Il n'était pas rare de voir défiler dans notre rue, en fin de semaine surtout, des gens complètement ivres. Et je peux dire que c'était une des distractions de l'époque de s'amuser en regardant passer ces êtres que l'alcool avait passablement éméchés. Aujourd'hui, on n'en voit plus guère - j'ai presque envie de dire "hélas" -, car les ivrognes de nos jours sont au volant d'une voiture et sont devenus de véritables dangers publics. Certains de ces hommes (car c'était le plus souvent des hommes) nous faisaient rire à leur dépend. Je me souviens d'un ancien voisin, qui avait dépassé largement la soixantain et qui criait un jour dans la rue : "je suis le vieux de la vieille", ce qui faisait rire tout le monde sauf lui. Nous étions dans les années 50 et en disant je suis le vieux de la vieille, il faisait allusion au fait qu'il avait fait la guerre de 14-18 ; mais la plupart des gens, pensaient à sa femme - une vieille française qu'il avait épousée peu après cette guerre-là et qui nous réjouissait, nous les mômes par son accent quelque peu différent du nôtre. Je pense à cet autre que nous voyions traverser notre rue en appelant sa mère au secours (mère qui devait être décédée depuis longtemps, d'après l'âge de notre bonhomme. Ce dernier, qui n'était pas un mauvais bougre, n'ayant de famille, s'arrangeait toujours pour aller en prison pour l'hiver en commettant de menus larcin - des choses vraiment insignifiantes. Il avait un jour volé une paire de chaussures de dame, alors qu'il n'était pas marié et qu'on ne lui connaissait pas de petite amie. Une autre fois, il arrive au tribunal devant le juge, qui un peu lassé lui dit : "encore vous". Il lui inflige une peine d'un mois ; mais notre homme n'est pas satisfait. Un mois ne lui fait pas passer son hiver en tôle. Il insulte copieusement le juge, qui lui dit : "Pour votre grossièreté, vous ferez un mois de plus". Deux mois, c'était déjà mieux. Avant de se retirer, il remercie aimablement le juge. Le même bonhomme, une autre fois, va trouver un pasteur et lui dit : "Capitaine (il confondait souvent pasteurs et officiers de l'Armée du Salut), Capitaine, toi qui a des relations, ne pourrais-tu pas me faire entrer en prison sans que je fasse quelque vol.
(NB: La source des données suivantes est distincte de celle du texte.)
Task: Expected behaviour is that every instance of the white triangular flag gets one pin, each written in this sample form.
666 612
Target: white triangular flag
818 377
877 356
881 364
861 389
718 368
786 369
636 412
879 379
Je ne suis pas un voleur, je vole seulement pour aller un peu au chaud". Quand je repense à cet homme, je suis même un peu ému, je lui ai vu donner à plus pauvre que lui, une pièce qu'on venait de lui donner parce qu'on le savait souvent démuni

10:25 Écrit par JMG | Lien permanent | Commentaires (0) |  Facebook |

Les commentaires sont fermés.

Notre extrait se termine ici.